Beberapa penelitian lain lebih menitik beratkan pada
salah satu komponen dari corporate governance.Shivdasani (1993)
melakukan penelitian yang bertujuan untuk menguji apakah perbedaan dalam
struktur dewan direksi (dewan direksi dan komisaris untuk Indonesia) dan
kepemilikan ekuitas memiliki kontribusi terhadap kemungkinan perusahaan untuk
diakuisisi (hostile takeover).
Hasil penelitian menunjukkan bahwa karakteristik dewan direksi dan
struktur kepemilikan merupakan determinan yang signifikan terhadap kemungkinan
suatu perusahaan menjadi sasaran target akuisisi. Bukti penelitian menunjukkan bahwa komisaris
independen dari perusahaan target lebih terbatas untuk secara aktif memonitor
perilaku manajemen dibandingkan yang terjadi di perusahaan non target.

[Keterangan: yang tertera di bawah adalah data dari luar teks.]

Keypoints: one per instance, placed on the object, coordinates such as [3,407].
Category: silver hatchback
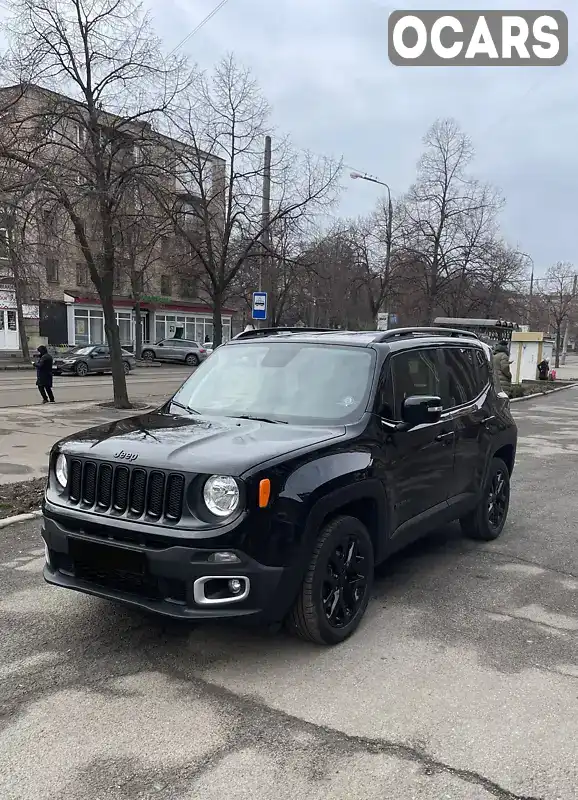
[184,351]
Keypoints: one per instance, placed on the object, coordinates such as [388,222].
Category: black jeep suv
[286,468]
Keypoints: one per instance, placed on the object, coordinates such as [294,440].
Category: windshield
[291,382]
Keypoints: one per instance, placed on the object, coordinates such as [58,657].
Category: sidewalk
[27,434]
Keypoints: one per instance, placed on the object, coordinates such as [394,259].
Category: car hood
[211,445]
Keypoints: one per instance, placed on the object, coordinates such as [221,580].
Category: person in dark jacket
[44,375]
[543,370]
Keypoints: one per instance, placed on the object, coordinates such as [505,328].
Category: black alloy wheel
[487,521]
[337,586]
[498,500]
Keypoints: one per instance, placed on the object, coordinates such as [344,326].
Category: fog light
[224,558]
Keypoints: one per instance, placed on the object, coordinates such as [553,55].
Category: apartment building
[61,303]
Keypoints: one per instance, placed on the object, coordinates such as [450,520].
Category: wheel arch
[365,500]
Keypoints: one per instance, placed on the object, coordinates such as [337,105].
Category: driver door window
[414,372]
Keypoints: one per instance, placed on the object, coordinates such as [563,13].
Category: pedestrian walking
[44,375]
[502,365]
[543,370]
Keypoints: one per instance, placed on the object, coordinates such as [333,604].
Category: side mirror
[421,410]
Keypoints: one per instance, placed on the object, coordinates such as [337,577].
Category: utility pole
[264,271]
[530,298]
[567,328]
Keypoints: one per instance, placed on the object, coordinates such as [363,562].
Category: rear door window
[468,374]
[414,372]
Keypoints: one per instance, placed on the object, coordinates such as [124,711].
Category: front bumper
[161,580]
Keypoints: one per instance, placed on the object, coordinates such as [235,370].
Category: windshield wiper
[185,408]
[262,419]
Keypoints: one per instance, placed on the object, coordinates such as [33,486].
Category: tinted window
[467,374]
[415,372]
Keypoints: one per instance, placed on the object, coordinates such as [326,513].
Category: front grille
[133,491]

Dengan melakukan meta-analisis, Dalton dkk.(1999) menemukan
adanya hubungan sistematik antara ukuran dewan direksi dan kinerja
perusahaan. Penelitian ini menggunakan
sampel sebanyak 20.620 perusahaan dari sampel sebanyak 131 penelitian.Dalton
dkk juga melakukan analisis dengan menggunakan variabel mederasi ukuran
perusahaan dan komposisi dewan direksi (mengukur independensi dari dewan).Hasil
penelitian menujukkan bahwa hubungan antara ukuran dewan direksi dengan kinerja
perusahaan lebih kuat untuk perusahaan-perusahaan kecil.Namun demikian,
penelitian mereka tidak berhasil menemukan bahwa komposisi dewan direksi
sebagai variabel pemoderasi hubungan antara ukuran dewan direksi dengan kinerja
perusahaan. Dalton dkk., juga menujukkan
bahwa tidak ada perbedaan hasil antara dua jenis ukuran kinerja, yaitu ukuran
kinerja yang berbasis akuntansi dan ukuran kinerja yang berbasis pasar.
Hipotesis
penelitian ini bisa dinyatakan dalam bentuk hipotesis alternatif sebagai
berikut:
“Terdapat hubungan positif antara penerapan corporate
governance dengan kinerja perusahaan.”